3.18 Heights of female college students

#qqnormsim
height <- c(54,55,56,56,57,58,58,59,60,60,60,61,61,62,62,63,63,63,64,65,65,67,67,69,73)

mean(height)

## [1] 61.52

sd(height)

## [1] 4.583667

sample <- rnorm(length(height),mean = mean(height),sd = sd(height))
quantile(height,0.68)

## 68% 
##  63

quantile(sample,0.68)

##      68% 
## 63.68313

quantile(height,0.95)

##  95% 
## 68.6

quantile(sample,0.95)

##      95% 
## 71.05852

quantile(height,0.997)

##  99.7% 
## 72.712

quantile(sample,0.997)

##    99.7% 
## 72.00822

The 68%,95% and 99.7% of height and sample are close, but there are still discrepancies.

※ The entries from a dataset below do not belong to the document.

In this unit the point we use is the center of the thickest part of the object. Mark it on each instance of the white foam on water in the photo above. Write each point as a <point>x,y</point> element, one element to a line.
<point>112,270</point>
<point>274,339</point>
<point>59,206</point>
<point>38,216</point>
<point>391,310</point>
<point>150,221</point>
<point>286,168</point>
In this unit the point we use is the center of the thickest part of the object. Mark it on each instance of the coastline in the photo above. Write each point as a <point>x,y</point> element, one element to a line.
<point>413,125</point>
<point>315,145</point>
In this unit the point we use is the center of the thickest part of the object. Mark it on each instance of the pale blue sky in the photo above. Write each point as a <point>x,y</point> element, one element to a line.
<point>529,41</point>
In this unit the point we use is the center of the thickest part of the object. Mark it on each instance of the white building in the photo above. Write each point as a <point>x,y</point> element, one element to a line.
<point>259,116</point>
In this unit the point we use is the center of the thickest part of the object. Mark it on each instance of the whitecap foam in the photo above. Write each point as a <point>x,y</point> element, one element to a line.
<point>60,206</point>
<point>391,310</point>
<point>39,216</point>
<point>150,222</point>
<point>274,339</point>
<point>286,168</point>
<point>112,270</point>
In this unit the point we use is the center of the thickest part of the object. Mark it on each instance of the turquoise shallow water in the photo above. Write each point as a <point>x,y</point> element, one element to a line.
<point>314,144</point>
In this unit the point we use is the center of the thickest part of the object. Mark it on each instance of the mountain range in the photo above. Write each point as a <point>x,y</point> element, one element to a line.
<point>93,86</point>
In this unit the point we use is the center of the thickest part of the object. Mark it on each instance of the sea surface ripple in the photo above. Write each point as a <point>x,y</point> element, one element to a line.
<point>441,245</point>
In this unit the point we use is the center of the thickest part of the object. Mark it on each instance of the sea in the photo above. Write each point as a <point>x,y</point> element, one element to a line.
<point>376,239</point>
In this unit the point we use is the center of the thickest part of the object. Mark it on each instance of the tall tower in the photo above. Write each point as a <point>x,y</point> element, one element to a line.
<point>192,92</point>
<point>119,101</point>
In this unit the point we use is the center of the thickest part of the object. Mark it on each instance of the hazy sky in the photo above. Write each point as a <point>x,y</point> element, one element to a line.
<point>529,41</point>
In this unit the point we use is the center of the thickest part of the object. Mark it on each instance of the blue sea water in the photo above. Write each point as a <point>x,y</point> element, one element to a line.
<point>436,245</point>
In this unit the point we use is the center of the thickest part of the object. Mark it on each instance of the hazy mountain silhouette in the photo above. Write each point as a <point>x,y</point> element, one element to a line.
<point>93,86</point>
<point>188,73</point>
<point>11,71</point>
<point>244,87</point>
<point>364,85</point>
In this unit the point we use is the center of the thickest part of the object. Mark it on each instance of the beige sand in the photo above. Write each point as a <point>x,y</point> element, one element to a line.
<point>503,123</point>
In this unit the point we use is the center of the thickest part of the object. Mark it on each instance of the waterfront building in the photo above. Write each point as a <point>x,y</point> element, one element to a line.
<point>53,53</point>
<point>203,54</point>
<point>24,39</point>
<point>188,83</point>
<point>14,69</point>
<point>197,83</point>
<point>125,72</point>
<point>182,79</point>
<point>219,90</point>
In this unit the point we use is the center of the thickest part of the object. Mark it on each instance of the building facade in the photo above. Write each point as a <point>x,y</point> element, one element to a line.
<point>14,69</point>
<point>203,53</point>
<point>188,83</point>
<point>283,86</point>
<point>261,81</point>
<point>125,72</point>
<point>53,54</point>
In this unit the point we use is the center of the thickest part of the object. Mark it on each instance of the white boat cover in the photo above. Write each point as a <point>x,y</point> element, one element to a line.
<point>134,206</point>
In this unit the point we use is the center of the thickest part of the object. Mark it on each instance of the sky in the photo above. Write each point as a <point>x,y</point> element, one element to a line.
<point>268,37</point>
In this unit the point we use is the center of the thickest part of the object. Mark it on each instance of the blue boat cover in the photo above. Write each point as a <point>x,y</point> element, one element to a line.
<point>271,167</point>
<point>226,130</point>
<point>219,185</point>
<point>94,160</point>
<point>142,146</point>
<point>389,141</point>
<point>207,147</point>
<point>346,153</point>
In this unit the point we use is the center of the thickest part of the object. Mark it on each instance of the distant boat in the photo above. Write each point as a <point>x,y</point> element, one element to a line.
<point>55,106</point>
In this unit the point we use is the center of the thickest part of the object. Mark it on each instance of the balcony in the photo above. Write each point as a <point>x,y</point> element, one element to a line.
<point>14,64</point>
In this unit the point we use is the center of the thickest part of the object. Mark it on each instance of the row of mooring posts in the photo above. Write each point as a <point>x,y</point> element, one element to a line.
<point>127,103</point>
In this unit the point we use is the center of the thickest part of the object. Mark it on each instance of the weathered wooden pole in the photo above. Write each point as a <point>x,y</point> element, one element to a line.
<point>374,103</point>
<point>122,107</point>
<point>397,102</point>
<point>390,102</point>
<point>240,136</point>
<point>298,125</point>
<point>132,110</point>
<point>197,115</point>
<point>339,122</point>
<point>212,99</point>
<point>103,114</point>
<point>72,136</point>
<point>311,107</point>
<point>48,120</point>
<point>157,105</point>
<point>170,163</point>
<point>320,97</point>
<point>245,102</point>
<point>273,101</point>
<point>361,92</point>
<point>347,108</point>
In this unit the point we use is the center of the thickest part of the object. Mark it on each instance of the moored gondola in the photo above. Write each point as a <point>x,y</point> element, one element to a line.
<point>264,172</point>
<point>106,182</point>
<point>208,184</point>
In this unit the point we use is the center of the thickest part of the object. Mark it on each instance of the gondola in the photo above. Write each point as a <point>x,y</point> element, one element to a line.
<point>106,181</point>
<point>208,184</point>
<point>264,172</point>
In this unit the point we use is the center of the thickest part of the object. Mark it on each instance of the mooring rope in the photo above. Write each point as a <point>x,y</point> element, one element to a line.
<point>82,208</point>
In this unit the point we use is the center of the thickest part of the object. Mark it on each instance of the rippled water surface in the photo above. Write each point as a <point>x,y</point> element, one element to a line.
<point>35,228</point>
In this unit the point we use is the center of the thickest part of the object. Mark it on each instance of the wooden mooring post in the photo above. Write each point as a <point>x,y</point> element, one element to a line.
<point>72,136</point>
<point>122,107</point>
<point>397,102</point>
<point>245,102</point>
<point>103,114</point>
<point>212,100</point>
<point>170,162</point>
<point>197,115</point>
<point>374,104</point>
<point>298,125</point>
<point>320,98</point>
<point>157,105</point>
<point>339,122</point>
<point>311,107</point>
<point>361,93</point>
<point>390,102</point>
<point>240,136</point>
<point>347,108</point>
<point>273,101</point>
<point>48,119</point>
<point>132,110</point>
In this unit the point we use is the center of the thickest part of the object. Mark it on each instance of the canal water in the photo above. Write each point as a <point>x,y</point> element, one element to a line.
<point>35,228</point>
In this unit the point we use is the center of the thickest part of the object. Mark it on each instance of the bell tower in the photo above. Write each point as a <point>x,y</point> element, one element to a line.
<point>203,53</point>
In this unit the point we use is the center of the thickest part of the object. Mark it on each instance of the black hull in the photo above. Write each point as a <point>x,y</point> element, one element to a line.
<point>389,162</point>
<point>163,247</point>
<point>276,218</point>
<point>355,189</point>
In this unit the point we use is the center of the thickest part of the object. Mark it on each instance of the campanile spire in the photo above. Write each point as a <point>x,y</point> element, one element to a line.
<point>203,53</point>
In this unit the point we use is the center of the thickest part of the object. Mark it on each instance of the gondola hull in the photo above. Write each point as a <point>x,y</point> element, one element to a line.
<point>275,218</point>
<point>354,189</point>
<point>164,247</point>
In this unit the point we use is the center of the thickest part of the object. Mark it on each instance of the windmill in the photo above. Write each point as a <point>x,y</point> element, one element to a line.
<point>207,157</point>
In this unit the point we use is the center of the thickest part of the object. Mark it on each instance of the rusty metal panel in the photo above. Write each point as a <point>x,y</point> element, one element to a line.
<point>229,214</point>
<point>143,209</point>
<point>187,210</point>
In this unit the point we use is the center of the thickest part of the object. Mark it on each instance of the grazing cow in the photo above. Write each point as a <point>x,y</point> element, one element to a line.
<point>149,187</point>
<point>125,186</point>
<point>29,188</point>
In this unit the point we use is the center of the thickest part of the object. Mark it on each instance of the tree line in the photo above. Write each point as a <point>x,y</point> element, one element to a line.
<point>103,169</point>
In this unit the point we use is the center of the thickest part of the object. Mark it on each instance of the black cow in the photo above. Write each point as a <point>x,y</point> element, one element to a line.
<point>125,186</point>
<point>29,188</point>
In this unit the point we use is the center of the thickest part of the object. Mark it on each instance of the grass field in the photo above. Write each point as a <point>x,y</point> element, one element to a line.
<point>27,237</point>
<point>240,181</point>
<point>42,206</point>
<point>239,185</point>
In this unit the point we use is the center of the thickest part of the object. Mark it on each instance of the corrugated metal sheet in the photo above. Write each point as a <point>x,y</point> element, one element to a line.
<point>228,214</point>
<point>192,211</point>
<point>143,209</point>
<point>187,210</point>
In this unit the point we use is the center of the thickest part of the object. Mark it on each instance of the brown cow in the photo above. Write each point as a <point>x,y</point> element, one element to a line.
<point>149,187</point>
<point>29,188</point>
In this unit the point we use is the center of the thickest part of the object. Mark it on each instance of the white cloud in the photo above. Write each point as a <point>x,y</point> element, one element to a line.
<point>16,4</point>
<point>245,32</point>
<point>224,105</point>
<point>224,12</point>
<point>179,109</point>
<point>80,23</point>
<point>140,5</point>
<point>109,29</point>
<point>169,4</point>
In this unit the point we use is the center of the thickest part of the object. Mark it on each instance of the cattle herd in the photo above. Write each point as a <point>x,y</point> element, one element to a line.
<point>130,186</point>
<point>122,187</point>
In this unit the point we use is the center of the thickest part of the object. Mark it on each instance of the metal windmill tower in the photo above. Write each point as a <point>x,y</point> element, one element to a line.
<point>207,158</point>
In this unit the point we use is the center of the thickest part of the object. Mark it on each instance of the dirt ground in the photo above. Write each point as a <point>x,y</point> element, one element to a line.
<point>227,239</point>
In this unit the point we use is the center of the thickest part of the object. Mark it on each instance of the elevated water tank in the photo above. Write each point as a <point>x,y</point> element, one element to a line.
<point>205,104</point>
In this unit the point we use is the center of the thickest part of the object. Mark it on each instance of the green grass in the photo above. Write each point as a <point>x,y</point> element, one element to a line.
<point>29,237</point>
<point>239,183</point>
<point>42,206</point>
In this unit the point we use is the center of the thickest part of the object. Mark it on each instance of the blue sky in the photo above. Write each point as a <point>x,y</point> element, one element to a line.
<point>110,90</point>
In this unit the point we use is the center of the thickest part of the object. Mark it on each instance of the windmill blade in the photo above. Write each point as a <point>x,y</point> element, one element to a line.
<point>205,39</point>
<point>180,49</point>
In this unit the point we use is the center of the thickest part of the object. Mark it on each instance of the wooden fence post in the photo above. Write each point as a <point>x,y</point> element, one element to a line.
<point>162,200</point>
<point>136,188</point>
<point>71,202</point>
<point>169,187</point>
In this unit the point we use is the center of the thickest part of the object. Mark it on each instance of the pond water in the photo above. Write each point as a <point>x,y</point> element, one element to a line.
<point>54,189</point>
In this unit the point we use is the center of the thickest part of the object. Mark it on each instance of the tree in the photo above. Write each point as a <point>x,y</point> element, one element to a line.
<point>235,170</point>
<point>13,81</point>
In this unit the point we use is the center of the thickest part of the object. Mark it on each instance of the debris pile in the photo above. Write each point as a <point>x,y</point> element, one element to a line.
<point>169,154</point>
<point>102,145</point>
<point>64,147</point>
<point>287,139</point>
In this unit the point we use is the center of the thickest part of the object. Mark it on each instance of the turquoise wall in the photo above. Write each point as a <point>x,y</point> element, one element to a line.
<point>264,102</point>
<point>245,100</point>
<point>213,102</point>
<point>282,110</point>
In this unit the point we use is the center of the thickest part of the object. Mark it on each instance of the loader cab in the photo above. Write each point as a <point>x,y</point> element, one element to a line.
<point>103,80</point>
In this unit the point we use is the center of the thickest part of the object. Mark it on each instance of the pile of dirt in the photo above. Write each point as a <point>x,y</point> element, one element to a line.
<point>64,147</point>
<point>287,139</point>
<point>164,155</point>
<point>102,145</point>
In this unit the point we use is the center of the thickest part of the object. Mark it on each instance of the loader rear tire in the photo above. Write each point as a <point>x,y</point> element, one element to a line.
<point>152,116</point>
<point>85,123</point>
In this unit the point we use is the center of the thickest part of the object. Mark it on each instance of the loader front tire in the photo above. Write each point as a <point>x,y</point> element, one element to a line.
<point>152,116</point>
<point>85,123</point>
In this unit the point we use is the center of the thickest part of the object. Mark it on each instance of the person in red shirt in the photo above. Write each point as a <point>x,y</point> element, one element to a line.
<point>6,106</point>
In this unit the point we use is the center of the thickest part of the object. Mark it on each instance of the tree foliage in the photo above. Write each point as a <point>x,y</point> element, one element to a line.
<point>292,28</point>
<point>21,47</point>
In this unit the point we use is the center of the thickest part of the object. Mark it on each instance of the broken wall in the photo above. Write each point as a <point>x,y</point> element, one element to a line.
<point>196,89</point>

hist(height,probability = TRUE,ylim = c(0,0.1))
x <- 50:75
y <- dnorm(x = x, mean = mean(height), sd = sd(height))
lines(x = x, y = y, col = "blue")

qqnorm(height)
qqline(height)

The graph is slightly normally distributed and highly skewed to the left.

3.22 Defective rate

(a)10\(^{th}\) being the first defected

defective.rate <- 0.02
(1-defective.rate)^9*defective.rate

## [1] 0.01667496

(b)no defective one in a batch of 100

(1-defective.rate)^100

## [1] 0.1326196

(c)\(\mu=\frac{1}{p}\); \(\sigma^2=\frac{1-p}{p^2}\)

1/defective.rate

## [1] 50

sqrt((1-defective.rate)/defective.rate^2)

## [1] 49.49747

(d)defective rate = 5%, find \(E[x]\) and sd

defective.rate2 <- 0.05
1/defective.rate2

## [1] 20

sqrt((1-defective.rate2)/defective.rate2^2)

## [1] 19.49359

5. As defective rate increases, both the expected value and standard deviation before the first with a defect produced will decrease.
   
   

3.38 Male children

1. P(boy) = 0.51
   \(\frac{n!}{k!(n-k)!} p^{k} (1-p)^{n-k}\)

p.boy <- 0.51
k.boy <- 2 #number of successes
n.kid <- 3 #number of independent trials


choose(n.kid,k.boy)*p.boy^k.boy*(1-p.boy)^(n.kid-k.boy)

## [1] 0.382347

2. find P(2boys)
   ggg, ggb, gbg, gbb, bgb, bgg, bbg, bbb

(p.boy*p.boy*(1-p.boy))*3

## [1] 0.382347

3. The method in (b) needs more calculation while (a) only involves replacement of variables.
   
   

3.42 Serving in volleyball

P(serve) = 15% (a) 3\(^{rd}\) serve on the 10\(^{th}\) try

p.serve <- 0.15
choose(9,2)*(p.serve^2)*(1-p.serve)^(9-2)*p.serve

## [1] 0.03895012

2. 2 successful serves in nine attempts, P(10\(^{th}\) is successful) =

p.serve

## [1] 0.15

3. The probability calculated on (b) is independent of first nine attempts while in (a) all ten attempts are taken into calculation.